Poet, author, and teacher Georgia Heard tried to answer such questions when asked “to gather poems of comfort to read to the New York City children who witnessed the World Trade Center tragedy.” The anthology she edited, This Place I Know: Poems of Comfort, includes eighteen poems, each one illustrated by a different picture book artist. Many of the illustrators describe their inspiration for the illustrations and their hopes that their contributions might help provide comfort. In an Author’s Note, Heard says, “I tried to choose poems that touch upon our feelings of fear and loss, remind us that we are not alone in despair, and assure us that dreams can be born even from tragedy.” The poems in this wonderful collection fulfill her objective and more.

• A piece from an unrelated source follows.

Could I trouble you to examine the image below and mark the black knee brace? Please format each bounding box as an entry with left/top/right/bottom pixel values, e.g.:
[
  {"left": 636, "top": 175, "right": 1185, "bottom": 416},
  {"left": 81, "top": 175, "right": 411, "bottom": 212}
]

The title poem, “This Place,” by Eloise Greenfield, and several others address grieving and assure young readers that tears are an acceptable and possibly even a necessary part of the process.
Touching poems about friendship and togetherness include “To You” by Karla Kuskin, which speaks to someone whose company would enable the narrator to “do anything at all.” “A Little Girl’s Poem” by Gwendolyn Brooks describes a child’s wishes for children all over the world: “Life is for us, and is shining. We have a right to sing.”
Both “Hold Fast Your Dreams” by Louise Driscoll and Langston Hughes’s “Dreams” remind readers to hold onto their hopes and dreams so they can eventually find joy. A favorite of mine, “Trouble, Fly” by Susan Marie Swanson, addresses trouble directly and asks it to “Let our night be a night of peace.” “The Peace of Wild Things” by Wendell Berry describes a retreat to still water to “rest in the grace of the world.” Additional poems describe life in New York City and the resilience of its inhabitants. The publisher, Candlewick Press, and contributors donate part of the proceeds to Save the Children.
I return to this collection again and again, when teaching, in school visits, to comfort myself in difficult times. Of course, poetry alone is not enough to save us in times of tragedy. But it can help lessen the pain of listeners and readers alike by reminding us of our shared losses and strengths.